Service Outage
Incident Report for Render
Postmortem

What Happened

At approximately 15:14 PDT (22:14 UTC) on 2020-09-11, most HTTPS services on Render started returning a page indicating the service had been suspended by its owner. We rolled out a fix that started bringing services back online at 16:00 PST, and all HTTPS responses from the platform were back to normal by 16:21 PST.

Because the suspension page was incorrectly served with a 200 response code, intermediate proxies cached the suspended content, and a small number of static sites were still returning a suspended message until 14:11 PST on 2020-09-12.

This outage was a difficult time for all our customers, and we did not uphold the reliability standards you expect of us, and those we've set for ourselves. To everyone affected by the outage, we're sorry.

The seriousness of this incident can not be overstated, and we're doing everything we can to learn from it and make Render's platform much more reliable going forward.

How It Happened

The outage was caused when we ran a script to migrate a customer's services across teams. The script had a bug that incorrectly updated the suspension state of existing services in our database, causing Render's serving infrastructure to return a suspension notice. All services were running as expected on the backend, and no customer data was compromised at any time.

The issue was fixed by returning the database to the state prior to running the script.

Ultimately, this was process and systems failure exacerbated by the lack of automatic mitigations. It forced us to take a hard look at how we operate Render and find ways to prevent an incident like this from ever happening again.

Why It Won't Happen Again

We have removed the ability to manually run scripts on production infrastructure. While this feature allowed us to move faster in certain situations, it traded safety and reliability for velocity and ultimately led to this outage. We are conducting a thorough review of all our engineering practices to find ways to improve operational safety especially as we expand the capabilities of the platform.

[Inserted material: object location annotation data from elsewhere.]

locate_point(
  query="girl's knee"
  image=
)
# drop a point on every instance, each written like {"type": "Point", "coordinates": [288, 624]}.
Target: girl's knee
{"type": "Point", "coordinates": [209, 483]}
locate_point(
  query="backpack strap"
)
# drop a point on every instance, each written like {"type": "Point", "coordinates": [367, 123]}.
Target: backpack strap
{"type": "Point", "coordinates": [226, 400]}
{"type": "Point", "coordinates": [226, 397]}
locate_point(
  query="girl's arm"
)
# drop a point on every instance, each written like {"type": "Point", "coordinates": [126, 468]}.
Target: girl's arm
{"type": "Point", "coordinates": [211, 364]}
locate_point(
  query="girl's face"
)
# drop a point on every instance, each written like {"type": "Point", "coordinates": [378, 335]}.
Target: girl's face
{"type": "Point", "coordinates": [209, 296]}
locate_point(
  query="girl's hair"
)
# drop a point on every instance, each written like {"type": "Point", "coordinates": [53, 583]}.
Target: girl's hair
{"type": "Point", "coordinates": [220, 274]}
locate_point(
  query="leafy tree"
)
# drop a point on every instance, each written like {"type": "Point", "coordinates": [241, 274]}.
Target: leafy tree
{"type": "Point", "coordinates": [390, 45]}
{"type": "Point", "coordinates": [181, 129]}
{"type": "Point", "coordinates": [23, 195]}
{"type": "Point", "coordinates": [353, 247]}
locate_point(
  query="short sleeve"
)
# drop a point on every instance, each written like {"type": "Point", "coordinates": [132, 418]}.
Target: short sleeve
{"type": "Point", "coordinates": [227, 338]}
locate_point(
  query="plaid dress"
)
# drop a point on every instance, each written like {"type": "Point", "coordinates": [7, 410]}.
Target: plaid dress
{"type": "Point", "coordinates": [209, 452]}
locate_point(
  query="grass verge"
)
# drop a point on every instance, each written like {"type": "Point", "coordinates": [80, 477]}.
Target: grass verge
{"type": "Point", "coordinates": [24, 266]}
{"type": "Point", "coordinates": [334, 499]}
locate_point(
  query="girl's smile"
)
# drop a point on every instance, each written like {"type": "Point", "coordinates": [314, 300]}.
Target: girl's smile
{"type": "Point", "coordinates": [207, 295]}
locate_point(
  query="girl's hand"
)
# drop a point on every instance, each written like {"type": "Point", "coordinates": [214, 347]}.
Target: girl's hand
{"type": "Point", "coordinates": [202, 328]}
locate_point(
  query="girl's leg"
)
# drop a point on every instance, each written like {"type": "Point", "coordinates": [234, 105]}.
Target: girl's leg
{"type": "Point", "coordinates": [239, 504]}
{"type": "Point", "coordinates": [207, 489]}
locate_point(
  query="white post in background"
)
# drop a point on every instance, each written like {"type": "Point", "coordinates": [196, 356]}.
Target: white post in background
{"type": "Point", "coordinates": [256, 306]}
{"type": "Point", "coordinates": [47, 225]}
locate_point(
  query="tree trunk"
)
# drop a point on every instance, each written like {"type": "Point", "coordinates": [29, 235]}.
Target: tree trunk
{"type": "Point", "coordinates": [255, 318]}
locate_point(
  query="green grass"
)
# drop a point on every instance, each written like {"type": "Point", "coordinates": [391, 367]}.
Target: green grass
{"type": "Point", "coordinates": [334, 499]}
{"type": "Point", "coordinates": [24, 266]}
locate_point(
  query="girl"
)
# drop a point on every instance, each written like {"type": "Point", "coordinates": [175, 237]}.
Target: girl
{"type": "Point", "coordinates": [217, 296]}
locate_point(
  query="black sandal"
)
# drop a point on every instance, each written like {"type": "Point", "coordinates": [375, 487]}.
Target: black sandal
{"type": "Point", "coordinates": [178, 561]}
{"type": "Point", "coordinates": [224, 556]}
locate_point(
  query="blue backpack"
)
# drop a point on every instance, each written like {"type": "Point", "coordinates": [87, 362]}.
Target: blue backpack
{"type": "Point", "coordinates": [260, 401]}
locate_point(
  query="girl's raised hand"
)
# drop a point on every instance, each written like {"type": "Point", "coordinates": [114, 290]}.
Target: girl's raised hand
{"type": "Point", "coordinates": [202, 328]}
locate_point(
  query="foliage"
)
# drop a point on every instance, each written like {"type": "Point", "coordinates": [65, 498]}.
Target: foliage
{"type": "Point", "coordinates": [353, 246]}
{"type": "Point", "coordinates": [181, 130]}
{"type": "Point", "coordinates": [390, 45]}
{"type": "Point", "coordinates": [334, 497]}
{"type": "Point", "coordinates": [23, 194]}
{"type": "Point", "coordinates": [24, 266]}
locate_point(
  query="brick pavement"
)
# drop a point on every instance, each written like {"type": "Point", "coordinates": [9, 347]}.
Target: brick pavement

We are implementing code changes to protect against unintended batch updates to the database. This will make the platform safer and minimize the chances of human error leading to an outage.

We have changed the HTTP code returned for suspended services to 503 so the content is never cached and monitoring infrastructure (both ours and our customers') can detect and alert on suspensions.

Finally, we're working on automating much of the mitigation work involved in this incident, and increasing redundancy in our systems to minimize the duration and impact of outages in the future.

If you have additional questions or comments related to this incident, please let us know in render.com/chat or at support@render.com.

Posted Sep 16, 2020 - 20:36 UTC

Resolved
All sites are back to normal. We are incredibly sorry for the interruption to your workloads and understand how frustrating this can be. We will email all affected users and publish a post-mortem next week.
Posted Sep 12, 2020 - 02:41 UTC
Update
Except static sites, all services should be operational.

Most static sites should be operational, but some may not due to caching. We're working on cache eviction.
Posted Sep 12, 2020 - 00:52 UTC
Monitoring
A fix has been implemented and we are monitoring the results.
Posted Sep 11, 2020 - 23:54 UTC
Update
All web services are back up. Static sites are coming back up now.
Posted Sep 11, 2020 - 23:21 UTC
Identified
The issue has been identified and a fix is being implemented. Changes to customer services after 2020-09-11 15:10-07:00 may be reverted.
Posted Sep 11, 2020 - 22:49 UTC
Investigating
We are currently investigating customer services which have been suspended
Posted Sep 11, 2020 - 22:38 UTC
This incident affected: Static Sites, Web Services, Cron Jobs, Background Workers, Render Dashboard, and Render Website.